Un nouveau médicament est apparu ce 1er octobre sur les étagères des hôpitaux pour traiter les dépressions résistantes aux antidépresseurs et psychothérapies. L'eskétamine, sous forme de spray nasal (Spravato) doit, selon Janssen, le laboratoire qui le commercialise, permettre de combattre les pensées suicidaires là où la fluoxétine (Prozac) est impuissante. “C’est une évolution majeure dans le traitement de la dépression”, assurait l'année dernière le docteur Pierre de Maricourt, chef de service à l’hôpital Sainte-Anne à Paris, lorsque les autorités sanitaires étasuniennes avaient autorisé sa mise sur le marché outre-Atlantique. Ce médecin avait participé à deux des essais cliniques de phase 3 financés par Janssen, sur les patients atteints de dépression résistante aux traitements habituels et la lutte contre les risques imminents de suicide chez les déprimés. Certaines études affirment que cette molécule agit comme un antidépresseur à action rapide soit en quelques jours et non pas en quelques semaines.

Un avis enthousiaste loin d'être partagé par la Haute Autorité de santé (HAS) qui en juillet dernier a autorisé la commercialisation et le remboursement de ce médicament sous de strictes conditions. Selon l'autorité sanitaire française, cette molécule associée avec les antidépresseurs inhibiteurs sélectifs de la recapture de la sérotonine ou inhibiteurs de la recapture de la sérotonine et de la noradrénaline, rend un service médical “faible chez les patients adultes de moins de 65 ans pour le traitement des épisodes dépressifs caractérisés n'ayant pas répondu à au moins deux antidépresseurs différents de deux classes différentes au cours de l'épisode dépressif actuel sévère, et en cas de contre-indication ou résistance à l'électroconvulsivothérapie [traitement par électrochocs qui peuvent provoquer des troubles de la mémoire, NDLR] ou les patients n'y ayant pas accès ou l'ayant refusé.” Ce n'est donc pas la molécule miracle contre la dépression sévère juge la HAS : “Dans d'autres situations clinique SPRAVATO (eskétamine) n’a pas de place dans la stratégie thérapeutique.”

Graves conséquences

Pourquoi tant de méfiance ? Si la molécule a bien un effet supérieur au placebo, la HAS le juge faible même s'il améliore la tolérance aux idées suicidaires, il peut provoquer des complications cardiovasculaires et des troubles dissociatifs ou de la perception. De plus, le Comité d'experts de la HAS note l'absence d'étude sur le long terme ainsi qu'une absence de comparaison avec d'autres produits comparables. Cependant, vu l'impasse thérapeutique où se trouve ces patients, l'autorité sanitaire accepte sa mise sur le marché à condition qu'un suivi soit effectué sur ce patient les cinq prochaines années avant une réévaluation de l'utilité de ce médicament.

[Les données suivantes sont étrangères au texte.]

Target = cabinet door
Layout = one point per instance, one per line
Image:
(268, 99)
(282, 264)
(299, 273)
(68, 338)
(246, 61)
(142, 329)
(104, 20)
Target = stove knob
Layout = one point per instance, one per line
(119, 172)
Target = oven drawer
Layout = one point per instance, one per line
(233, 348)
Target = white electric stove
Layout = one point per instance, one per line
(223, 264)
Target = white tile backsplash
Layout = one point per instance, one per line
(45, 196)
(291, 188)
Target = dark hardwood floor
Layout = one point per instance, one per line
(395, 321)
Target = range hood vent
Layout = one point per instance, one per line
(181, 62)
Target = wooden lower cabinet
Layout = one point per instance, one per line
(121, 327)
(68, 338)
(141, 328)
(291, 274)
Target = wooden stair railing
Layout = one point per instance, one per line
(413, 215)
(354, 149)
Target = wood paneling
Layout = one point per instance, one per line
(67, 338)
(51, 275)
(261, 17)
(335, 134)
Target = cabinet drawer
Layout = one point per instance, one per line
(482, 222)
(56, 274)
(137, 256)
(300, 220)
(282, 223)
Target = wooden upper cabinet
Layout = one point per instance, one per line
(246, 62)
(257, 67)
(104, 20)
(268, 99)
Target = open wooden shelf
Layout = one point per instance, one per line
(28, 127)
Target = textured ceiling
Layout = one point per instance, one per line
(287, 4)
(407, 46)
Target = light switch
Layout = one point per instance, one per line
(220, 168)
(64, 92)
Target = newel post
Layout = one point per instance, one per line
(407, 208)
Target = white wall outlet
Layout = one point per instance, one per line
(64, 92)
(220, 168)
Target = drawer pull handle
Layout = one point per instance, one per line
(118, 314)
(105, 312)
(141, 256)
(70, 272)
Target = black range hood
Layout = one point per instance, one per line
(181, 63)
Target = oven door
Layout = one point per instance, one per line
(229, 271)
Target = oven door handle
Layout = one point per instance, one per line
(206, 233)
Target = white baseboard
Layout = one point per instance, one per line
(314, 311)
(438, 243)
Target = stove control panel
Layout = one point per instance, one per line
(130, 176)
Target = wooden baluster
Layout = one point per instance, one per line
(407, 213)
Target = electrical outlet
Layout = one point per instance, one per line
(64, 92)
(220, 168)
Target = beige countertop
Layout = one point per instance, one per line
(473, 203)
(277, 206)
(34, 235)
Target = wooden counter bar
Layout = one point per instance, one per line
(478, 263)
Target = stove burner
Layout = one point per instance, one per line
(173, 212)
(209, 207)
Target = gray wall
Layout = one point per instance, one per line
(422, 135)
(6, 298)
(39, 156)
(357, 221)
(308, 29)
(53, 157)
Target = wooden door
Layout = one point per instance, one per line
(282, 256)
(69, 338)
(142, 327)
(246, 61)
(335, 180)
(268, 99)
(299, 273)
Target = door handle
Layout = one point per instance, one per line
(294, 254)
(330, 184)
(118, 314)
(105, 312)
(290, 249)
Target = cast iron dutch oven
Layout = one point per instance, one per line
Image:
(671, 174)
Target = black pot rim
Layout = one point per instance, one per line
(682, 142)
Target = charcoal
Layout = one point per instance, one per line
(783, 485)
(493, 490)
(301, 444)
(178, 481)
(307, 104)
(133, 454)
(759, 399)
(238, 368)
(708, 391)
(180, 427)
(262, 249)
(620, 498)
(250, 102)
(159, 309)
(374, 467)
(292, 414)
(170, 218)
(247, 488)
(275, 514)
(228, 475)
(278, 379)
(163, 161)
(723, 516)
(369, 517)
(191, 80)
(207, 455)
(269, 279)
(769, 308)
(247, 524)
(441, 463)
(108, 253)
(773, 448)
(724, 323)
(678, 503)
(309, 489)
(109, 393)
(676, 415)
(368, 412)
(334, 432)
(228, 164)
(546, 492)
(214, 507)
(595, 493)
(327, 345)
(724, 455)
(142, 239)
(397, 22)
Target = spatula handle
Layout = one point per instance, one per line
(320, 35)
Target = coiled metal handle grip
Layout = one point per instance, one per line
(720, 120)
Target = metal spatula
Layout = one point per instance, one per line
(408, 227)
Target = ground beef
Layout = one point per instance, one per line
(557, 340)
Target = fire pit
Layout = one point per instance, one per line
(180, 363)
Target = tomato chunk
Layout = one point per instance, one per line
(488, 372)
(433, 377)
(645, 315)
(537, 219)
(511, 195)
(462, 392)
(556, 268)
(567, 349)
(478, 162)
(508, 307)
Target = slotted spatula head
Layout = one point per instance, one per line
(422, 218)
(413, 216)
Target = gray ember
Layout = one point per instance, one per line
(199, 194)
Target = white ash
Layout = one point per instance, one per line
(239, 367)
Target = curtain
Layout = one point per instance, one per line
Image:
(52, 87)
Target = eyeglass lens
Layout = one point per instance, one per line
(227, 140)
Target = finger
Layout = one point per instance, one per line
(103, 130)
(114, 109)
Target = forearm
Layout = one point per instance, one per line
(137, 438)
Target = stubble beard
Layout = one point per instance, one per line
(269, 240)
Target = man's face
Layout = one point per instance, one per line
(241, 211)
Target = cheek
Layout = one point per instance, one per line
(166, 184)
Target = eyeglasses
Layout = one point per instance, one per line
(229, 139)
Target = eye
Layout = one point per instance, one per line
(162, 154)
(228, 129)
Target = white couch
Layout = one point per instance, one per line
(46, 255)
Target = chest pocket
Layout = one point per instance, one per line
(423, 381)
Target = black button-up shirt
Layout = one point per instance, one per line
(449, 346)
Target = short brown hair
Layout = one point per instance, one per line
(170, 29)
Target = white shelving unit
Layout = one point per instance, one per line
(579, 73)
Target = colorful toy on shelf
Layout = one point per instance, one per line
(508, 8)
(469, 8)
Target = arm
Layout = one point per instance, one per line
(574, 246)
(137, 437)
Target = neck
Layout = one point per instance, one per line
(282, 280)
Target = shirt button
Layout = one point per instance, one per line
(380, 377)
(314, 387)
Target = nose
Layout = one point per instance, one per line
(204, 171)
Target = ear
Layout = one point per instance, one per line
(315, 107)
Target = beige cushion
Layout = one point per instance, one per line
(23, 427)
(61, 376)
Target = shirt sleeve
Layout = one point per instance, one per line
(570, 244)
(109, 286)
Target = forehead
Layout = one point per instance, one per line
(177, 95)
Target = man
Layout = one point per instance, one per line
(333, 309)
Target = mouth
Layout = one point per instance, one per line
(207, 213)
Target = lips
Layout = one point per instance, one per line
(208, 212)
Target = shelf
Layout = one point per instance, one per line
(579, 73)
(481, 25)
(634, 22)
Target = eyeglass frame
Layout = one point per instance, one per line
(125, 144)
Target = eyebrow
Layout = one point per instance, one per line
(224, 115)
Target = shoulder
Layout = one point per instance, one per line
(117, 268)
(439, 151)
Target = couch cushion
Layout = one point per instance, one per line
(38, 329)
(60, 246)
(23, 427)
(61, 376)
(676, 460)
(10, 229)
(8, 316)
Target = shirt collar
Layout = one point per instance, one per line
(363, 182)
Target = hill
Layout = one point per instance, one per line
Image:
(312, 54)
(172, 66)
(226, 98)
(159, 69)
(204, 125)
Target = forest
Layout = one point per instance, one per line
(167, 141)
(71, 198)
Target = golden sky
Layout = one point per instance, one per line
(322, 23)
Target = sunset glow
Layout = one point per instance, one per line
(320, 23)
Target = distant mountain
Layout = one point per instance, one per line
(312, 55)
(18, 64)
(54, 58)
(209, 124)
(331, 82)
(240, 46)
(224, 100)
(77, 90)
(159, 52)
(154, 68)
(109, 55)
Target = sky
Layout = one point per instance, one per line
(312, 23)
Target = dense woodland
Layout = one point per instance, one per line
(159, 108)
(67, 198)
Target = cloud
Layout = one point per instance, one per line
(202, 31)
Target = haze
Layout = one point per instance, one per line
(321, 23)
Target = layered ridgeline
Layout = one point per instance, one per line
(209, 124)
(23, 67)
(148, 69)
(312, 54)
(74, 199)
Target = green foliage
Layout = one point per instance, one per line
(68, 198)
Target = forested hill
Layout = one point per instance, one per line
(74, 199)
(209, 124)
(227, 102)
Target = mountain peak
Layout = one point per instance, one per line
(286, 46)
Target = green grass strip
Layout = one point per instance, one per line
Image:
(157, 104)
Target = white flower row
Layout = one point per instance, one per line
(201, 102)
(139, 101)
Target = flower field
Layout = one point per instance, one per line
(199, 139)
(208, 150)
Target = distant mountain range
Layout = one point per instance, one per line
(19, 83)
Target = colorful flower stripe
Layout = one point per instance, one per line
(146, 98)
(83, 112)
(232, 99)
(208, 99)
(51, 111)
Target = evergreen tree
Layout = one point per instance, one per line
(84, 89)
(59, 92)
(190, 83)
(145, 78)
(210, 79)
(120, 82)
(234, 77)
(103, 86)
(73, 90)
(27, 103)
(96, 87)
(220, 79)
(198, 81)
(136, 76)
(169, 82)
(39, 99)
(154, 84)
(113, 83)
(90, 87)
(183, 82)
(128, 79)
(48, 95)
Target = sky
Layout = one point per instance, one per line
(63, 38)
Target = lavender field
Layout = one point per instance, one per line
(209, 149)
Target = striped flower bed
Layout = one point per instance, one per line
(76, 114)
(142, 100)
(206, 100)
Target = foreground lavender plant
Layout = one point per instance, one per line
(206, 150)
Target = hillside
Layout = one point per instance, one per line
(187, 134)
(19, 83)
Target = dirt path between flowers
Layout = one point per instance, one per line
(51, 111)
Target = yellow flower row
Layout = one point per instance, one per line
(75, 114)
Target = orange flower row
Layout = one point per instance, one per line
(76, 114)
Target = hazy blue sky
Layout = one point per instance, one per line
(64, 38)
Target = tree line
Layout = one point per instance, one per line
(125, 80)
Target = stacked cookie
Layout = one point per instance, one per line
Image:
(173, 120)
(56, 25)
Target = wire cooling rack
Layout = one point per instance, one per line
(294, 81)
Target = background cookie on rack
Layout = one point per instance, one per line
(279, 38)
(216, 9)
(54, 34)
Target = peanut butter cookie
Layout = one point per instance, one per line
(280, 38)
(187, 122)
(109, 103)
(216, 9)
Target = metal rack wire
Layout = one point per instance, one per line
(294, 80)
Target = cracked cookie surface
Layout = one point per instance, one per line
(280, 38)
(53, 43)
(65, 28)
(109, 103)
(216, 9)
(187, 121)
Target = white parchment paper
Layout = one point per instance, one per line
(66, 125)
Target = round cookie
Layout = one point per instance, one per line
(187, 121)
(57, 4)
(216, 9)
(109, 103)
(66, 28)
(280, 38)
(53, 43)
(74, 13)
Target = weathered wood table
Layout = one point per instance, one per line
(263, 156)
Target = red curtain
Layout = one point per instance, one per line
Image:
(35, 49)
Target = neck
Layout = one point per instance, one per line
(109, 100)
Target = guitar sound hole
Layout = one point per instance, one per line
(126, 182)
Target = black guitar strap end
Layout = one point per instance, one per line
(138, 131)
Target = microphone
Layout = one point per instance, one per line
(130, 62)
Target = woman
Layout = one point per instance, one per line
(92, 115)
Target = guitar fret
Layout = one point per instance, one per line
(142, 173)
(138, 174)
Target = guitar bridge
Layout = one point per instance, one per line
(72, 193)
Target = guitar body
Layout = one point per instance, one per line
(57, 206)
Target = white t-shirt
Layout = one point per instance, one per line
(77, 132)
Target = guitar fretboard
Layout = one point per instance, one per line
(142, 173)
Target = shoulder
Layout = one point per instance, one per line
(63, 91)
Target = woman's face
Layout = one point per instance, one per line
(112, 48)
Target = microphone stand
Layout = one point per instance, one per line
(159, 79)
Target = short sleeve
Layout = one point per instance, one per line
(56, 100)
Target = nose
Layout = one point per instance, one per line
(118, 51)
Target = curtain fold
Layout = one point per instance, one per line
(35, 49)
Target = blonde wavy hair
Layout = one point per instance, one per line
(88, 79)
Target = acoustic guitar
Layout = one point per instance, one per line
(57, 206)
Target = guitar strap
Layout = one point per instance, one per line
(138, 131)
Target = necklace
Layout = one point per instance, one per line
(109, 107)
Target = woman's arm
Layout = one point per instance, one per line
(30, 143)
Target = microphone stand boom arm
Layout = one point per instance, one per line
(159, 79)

Cette molécule, la kétamine, est utilisée en anesthésie générale non-barbiturique détournée aussi dans le cadre d'une consommation de drogue euphorisante. Selon le dictionnaire médical Vidal : “Il entraîne une anesthésie particulière, dite dissociative, par diminution de l'activité au niveau du néocortex et des structures sous-corticales (thalamus) et par augmentation de l'activité au niveau du système limbique et de la substance réticulée. Cet état anesthésique est caractérisé par une analgésie profonde et prolongée, une perte de conscience qui se traduit plus par une déconnexion du patient que par un sommeil véritable, la conservation des réflexes pharyngés et laryngés, le maintien ou une discrète augmentation du tonus musculaire, ainsi qu’une habituelle stimulation cardiovasculaire et respiratoire.”

En raison de cet effet “apaisant”, d'étourdissement et d'hypertension artérielle, la commission d'avis de la HAS conditionne la prise de ce médicament uniquement à l'hôpital afin que la personne puisse être surveillée. “La pression artérielle doit notamment être réévaluée environ 40 minutes après l'administration et le professionnel doit évaluer après chaque séance de traitement, l'état clinique du patient avant que celui-ci ne quitte le milieu de soin” souligne la HAS. De plus, ces experts exigent la présence d'un équipement de réanimation en cas de problèmes cardiaque ou respiratoire. Selon la Fondation Fondmental, 30% des personnes souffrant de dépression sont résistantes aux traitements existants.